The first phase consists of organizing a public dialogic discussion, called hybrid forum based on a central controversy that emerged from the fieldwork. Each country will have its own hybrid forum on a given subject in a chosen local area. Hybrid forum 2.0 is a methodology developed in a previous EU H2020 project and inspired by “acting in an uncertain world” a book published by Callon, Lascoumes and Barthe in 2001. The public dialogues through hybrid forums ensure a democratic approach including many different actors by sharing of visions and goals related to the project as well as co-creation of knowledge from an early stage.
 
After hybrid forum and together with partners and people who have participated in the HF 2.0, each research team will choose a pilot project, to be developed together with actors in the field and associative partners. Pilots are not decided from before as we wish to a findings to needs, but they can be as varied as food festival, establishment or support of food truck, exhibition, theatre play, a radio channel or other collaborative activities. The aim is to stimulate and make easier integration of migrants through foodscapes in the long term.
 
This second phase will be instantly followed by the third step, which is the evaluation of the pilot project, to measure direct and indirect impacts related to social integration – including societal, cultural and environmental impact.
More info here about Hybrid forum 2.0 – Article in open acces.
 
Dissemination and communication
WP5 includes popular and academic dissemination, as well as academic teaching.
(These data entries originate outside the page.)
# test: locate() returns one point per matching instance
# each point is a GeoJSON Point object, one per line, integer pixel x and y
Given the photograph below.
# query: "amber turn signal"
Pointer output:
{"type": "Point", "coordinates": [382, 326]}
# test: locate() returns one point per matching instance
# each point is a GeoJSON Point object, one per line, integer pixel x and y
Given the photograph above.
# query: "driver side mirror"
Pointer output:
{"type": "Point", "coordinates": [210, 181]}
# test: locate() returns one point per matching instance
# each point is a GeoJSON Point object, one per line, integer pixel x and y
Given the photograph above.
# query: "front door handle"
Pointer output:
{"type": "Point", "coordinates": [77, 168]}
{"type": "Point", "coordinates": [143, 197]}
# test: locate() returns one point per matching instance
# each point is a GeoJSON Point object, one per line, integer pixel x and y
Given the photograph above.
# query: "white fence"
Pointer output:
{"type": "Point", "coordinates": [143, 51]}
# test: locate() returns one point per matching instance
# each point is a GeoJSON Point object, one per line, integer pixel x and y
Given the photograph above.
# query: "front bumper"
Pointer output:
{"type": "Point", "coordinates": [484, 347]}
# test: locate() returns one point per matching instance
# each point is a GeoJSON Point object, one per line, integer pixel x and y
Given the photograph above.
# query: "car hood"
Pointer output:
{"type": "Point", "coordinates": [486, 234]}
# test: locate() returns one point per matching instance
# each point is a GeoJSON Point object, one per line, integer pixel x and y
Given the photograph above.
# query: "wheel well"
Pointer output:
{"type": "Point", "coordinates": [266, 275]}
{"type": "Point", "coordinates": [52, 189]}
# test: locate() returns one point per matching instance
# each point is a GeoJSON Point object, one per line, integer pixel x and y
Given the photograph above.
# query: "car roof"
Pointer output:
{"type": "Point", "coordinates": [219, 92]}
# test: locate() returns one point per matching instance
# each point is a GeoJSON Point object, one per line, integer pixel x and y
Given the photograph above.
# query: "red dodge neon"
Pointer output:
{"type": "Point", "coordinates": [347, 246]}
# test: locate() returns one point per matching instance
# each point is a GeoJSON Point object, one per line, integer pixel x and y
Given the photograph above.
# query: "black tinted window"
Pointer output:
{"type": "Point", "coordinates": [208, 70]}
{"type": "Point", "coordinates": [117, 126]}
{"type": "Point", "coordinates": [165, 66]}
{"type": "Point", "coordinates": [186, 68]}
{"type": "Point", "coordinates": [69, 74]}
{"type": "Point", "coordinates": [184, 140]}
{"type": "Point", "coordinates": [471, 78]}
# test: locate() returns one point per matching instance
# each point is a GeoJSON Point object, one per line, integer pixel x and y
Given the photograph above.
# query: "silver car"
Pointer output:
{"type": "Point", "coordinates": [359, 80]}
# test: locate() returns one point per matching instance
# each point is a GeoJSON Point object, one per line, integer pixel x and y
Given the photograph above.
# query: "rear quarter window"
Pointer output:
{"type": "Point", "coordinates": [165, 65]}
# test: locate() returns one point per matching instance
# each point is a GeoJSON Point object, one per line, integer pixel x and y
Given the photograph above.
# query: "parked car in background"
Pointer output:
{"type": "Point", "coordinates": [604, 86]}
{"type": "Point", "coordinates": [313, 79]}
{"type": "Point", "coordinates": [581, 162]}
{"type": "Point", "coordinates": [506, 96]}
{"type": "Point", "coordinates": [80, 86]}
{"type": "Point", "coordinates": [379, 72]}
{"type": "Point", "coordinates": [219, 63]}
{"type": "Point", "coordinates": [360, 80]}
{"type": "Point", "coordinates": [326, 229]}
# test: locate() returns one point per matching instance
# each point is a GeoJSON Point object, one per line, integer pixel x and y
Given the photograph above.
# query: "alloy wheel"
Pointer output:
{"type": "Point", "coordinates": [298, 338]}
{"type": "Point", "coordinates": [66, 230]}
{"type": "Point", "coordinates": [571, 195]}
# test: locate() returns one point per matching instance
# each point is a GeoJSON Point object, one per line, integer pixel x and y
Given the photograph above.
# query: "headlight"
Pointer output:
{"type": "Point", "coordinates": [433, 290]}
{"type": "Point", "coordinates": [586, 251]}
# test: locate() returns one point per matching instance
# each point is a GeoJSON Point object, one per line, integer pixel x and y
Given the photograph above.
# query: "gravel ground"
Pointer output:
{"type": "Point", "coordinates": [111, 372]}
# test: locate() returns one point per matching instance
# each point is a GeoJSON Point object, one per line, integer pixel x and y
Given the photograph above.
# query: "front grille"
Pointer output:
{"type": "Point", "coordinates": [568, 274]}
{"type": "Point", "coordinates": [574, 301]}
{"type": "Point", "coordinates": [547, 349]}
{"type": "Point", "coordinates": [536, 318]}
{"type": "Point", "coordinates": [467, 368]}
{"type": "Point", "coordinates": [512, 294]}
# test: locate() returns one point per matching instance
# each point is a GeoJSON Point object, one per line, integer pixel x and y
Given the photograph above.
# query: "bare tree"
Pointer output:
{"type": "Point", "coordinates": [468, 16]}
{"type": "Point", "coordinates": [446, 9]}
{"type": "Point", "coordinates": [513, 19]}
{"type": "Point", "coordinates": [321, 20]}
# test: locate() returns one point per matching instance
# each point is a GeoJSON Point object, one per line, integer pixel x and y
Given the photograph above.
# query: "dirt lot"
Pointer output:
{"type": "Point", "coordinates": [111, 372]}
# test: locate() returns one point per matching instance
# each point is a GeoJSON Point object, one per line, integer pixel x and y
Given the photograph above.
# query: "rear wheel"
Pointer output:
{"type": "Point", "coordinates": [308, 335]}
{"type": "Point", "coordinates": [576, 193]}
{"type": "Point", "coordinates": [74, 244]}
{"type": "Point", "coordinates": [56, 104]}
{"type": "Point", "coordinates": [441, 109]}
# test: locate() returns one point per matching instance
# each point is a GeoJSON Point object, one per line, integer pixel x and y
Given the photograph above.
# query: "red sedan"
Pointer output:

FOOD2GATHER brings together people to share experiences and food, debate issues and come up with ideas and conditions for how food in public spaces can create opportunities for intercultural communication and interaction. We want FOOD2GATHER to reach many relevant groups and individuals across the public, policy-makers, researchers, NGOs, entrepreneurs, educators and students.
 
FOOD2GATHER will participate and present findings in media, newspapers, podcasts and classrooms. At the end of the project we will publish a book and a policy brief and arrange an exhibition.